The present study investigated the secondary metabolites in the n-hexane extract of T. indica’s various organs and their in vitro anti-inflammatory and wound healing properties using the scratch assay with HSF cells. The GC/MS analysis revealed that triterpenoids and steroids were the predominant classes in the T. indica bark and leaf n-hexane extracts. Additionally, the seed and fruit n-hexane extracts showed a high percentage of fatty acids and higher hydrocarbons. PCA and HCA successfully discriminated various T. indica organs based on their GC/MS metabolites. The tested extracts showed promising anti-inflammatory and wound-healing properties. Additionally, the major characterised phytoconstituents achieved promising docking scores in the active sites of glycogen synthase kinase 3-β (GSK3-β), matrix metalloproteinases-8 (MMP-8), and nitric oxide synthase (iNOS), which give the n-hexane extract of the various T. indica organs a chance to be incorporated in the pharmaceutical products for wound healing after further in vivo and clinical trials.

Author Contributions

Conceptualization, S.H.A. and H.A.G.; methodology, S.H.A. and H.A.G.; software, H.A.G., M.A.E.-H. and S.S.E.; validation, S.H.A. and S.S.E.; formal analysis, S.H.A. and M.A.E.-H.; investigation, S.H.A., S.S.E. and H.A.G.; resources, S.S.E. and M.A.E.-H.; writing—original draft preparation, S.H.A. and H.A.G.; writing—review and editing, S.S.E. and M.A.E.-H.; supervision, S.S.E. and H.A.G.; funding acquisition, S.S.E. All authors have read and agreed to the published version of the manuscript.

Funding

This research work was funded by Institutional Fund Projects under grant no. (IFPIP:1919-166-1443). The authors gratefully acknowledge the technical and financial support provided by the Ministry of Education and King Abdulaziz University, DSR, Jeddah, Saudi Arabia.

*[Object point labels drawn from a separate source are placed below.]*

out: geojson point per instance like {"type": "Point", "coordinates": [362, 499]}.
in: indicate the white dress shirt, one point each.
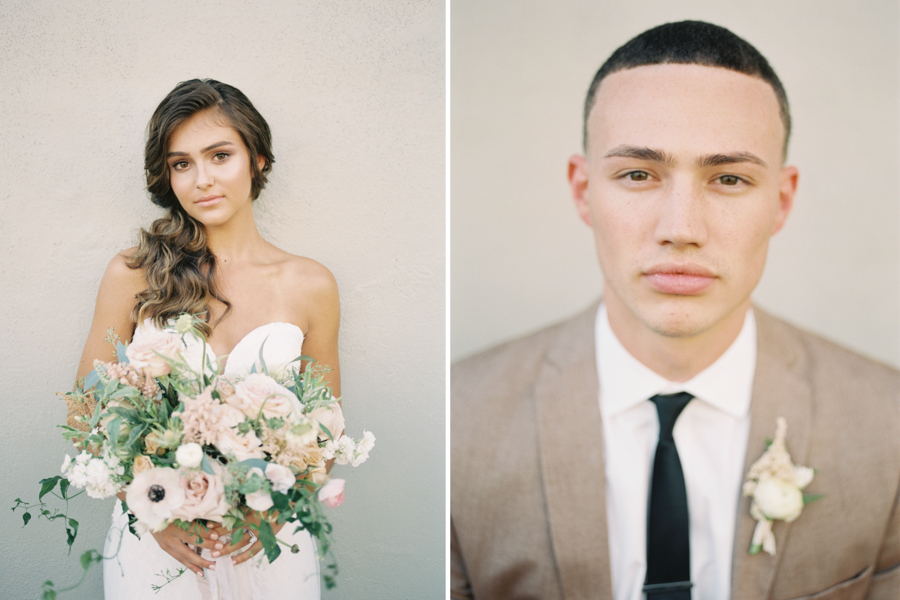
{"type": "Point", "coordinates": [711, 437]}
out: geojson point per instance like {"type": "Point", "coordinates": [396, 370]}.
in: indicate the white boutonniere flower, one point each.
{"type": "Point", "coordinates": [775, 486]}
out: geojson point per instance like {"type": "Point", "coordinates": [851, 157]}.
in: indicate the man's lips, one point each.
{"type": "Point", "coordinates": [684, 280]}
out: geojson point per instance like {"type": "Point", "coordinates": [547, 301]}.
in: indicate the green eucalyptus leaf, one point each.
{"type": "Point", "coordinates": [129, 414]}
{"type": "Point", "coordinates": [96, 416]}
{"type": "Point", "coordinates": [281, 502]}
{"type": "Point", "coordinates": [113, 429]}
{"type": "Point", "coordinates": [126, 392]}
{"type": "Point", "coordinates": [47, 485]}
{"type": "Point", "coordinates": [136, 434]}
{"type": "Point", "coordinates": [327, 431]}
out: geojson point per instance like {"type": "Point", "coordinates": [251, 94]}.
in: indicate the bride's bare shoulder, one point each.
{"type": "Point", "coordinates": [311, 285]}
{"type": "Point", "coordinates": [120, 278]}
{"type": "Point", "coordinates": [309, 275]}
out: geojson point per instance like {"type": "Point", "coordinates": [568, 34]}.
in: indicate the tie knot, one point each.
{"type": "Point", "coordinates": [668, 407]}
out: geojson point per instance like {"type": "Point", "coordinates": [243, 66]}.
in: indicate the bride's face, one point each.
{"type": "Point", "coordinates": [209, 169]}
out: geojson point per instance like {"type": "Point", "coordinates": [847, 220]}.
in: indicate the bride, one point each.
{"type": "Point", "coordinates": [207, 156]}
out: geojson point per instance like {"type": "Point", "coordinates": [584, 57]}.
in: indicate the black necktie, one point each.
{"type": "Point", "coordinates": [668, 525]}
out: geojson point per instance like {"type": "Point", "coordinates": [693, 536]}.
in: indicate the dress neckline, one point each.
{"type": "Point", "coordinates": [215, 356]}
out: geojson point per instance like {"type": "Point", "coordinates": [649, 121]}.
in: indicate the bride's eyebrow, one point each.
{"type": "Point", "coordinates": [207, 149]}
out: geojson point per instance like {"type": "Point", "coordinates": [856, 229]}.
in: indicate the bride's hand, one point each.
{"type": "Point", "coordinates": [251, 517]}
{"type": "Point", "coordinates": [175, 541]}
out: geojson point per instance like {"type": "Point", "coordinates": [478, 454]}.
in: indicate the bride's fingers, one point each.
{"type": "Point", "coordinates": [248, 554]}
{"type": "Point", "coordinates": [231, 546]}
{"type": "Point", "coordinates": [190, 559]}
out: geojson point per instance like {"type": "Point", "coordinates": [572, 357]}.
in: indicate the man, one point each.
{"type": "Point", "coordinates": [573, 474]}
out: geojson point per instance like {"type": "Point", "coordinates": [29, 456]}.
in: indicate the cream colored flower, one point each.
{"type": "Point", "coordinates": [189, 455]}
{"type": "Point", "coordinates": [204, 495]}
{"type": "Point", "coordinates": [141, 463]}
{"type": "Point", "coordinates": [232, 442]}
{"type": "Point", "coordinates": [258, 392]}
{"type": "Point", "coordinates": [153, 495]}
{"type": "Point", "coordinates": [150, 353]}
{"type": "Point", "coordinates": [774, 483]}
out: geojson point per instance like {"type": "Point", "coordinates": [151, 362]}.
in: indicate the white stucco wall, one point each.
{"type": "Point", "coordinates": [520, 258]}
{"type": "Point", "coordinates": [354, 93]}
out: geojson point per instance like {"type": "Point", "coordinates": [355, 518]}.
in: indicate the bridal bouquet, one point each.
{"type": "Point", "coordinates": [187, 443]}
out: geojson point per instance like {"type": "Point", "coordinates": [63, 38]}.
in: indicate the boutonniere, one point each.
{"type": "Point", "coordinates": [775, 486]}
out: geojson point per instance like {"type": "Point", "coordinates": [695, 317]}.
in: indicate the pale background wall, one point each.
{"type": "Point", "coordinates": [354, 93]}
{"type": "Point", "coordinates": [520, 258]}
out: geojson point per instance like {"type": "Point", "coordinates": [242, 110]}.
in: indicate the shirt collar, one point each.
{"type": "Point", "coordinates": [727, 384]}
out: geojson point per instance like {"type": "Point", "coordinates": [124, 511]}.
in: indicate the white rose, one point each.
{"type": "Point", "coordinates": [147, 354]}
{"type": "Point", "coordinates": [281, 477]}
{"type": "Point", "coordinates": [189, 455]}
{"type": "Point", "coordinates": [231, 441]}
{"type": "Point", "coordinates": [259, 391]}
{"type": "Point", "coordinates": [204, 495]}
{"type": "Point", "coordinates": [332, 417]}
{"type": "Point", "coordinates": [778, 499]}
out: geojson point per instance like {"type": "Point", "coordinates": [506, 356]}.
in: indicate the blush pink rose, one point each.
{"type": "Point", "coordinates": [229, 441]}
{"type": "Point", "coordinates": [259, 391]}
{"type": "Point", "coordinates": [147, 354]}
{"type": "Point", "coordinates": [332, 493]}
{"type": "Point", "coordinates": [204, 495]}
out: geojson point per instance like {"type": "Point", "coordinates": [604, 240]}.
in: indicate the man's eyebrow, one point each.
{"type": "Point", "coordinates": [207, 149]}
{"type": "Point", "coordinates": [642, 153]}
{"type": "Point", "coordinates": [714, 160]}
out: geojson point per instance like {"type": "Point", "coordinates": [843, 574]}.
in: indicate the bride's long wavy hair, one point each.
{"type": "Point", "coordinates": [180, 268]}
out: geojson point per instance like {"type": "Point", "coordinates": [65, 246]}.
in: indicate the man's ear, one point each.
{"type": "Point", "coordinates": [786, 191]}
{"type": "Point", "coordinates": [578, 182]}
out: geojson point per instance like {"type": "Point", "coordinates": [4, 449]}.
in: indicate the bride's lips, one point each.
{"type": "Point", "coordinates": [683, 280]}
{"type": "Point", "coordinates": [208, 200]}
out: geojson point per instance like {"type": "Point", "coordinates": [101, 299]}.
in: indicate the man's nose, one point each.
{"type": "Point", "coordinates": [681, 217]}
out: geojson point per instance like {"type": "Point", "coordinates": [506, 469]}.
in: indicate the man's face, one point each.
{"type": "Point", "coordinates": [683, 187]}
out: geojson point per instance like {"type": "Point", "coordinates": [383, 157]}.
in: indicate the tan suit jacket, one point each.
{"type": "Point", "coordinates": [528, 505]}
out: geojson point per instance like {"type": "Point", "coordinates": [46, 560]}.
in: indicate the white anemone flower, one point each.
{"type": "Point", "coordinates": [153, 495]}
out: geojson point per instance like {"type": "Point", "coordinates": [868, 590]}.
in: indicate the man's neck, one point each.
{"type": "Point", "coordinates": [675, 358]}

Institutional Review Board Statement

Not applicable.

Informed Consent Statement

Not applicable.

Data Availability Statement

Data supporting the reported results can be found at NIST Chemistry Webbook, https://webbook.nist.gov/chemistry/ (accessed on 10 October 2022).

Acknowledgments

This research work was funded by Institutional Fund Projects under grant no. (IFPIP:1919-166-1443). The authors gratefully acknowledge the technical and financial support provided by the Ministry of Education and King Abdulaziz University, DSR, Jeddah, Saudi Arabia.

Conflicts of Interest

The authors declare no conflict of interest.

Sample Availability

Samples of the essentials are available from the authors.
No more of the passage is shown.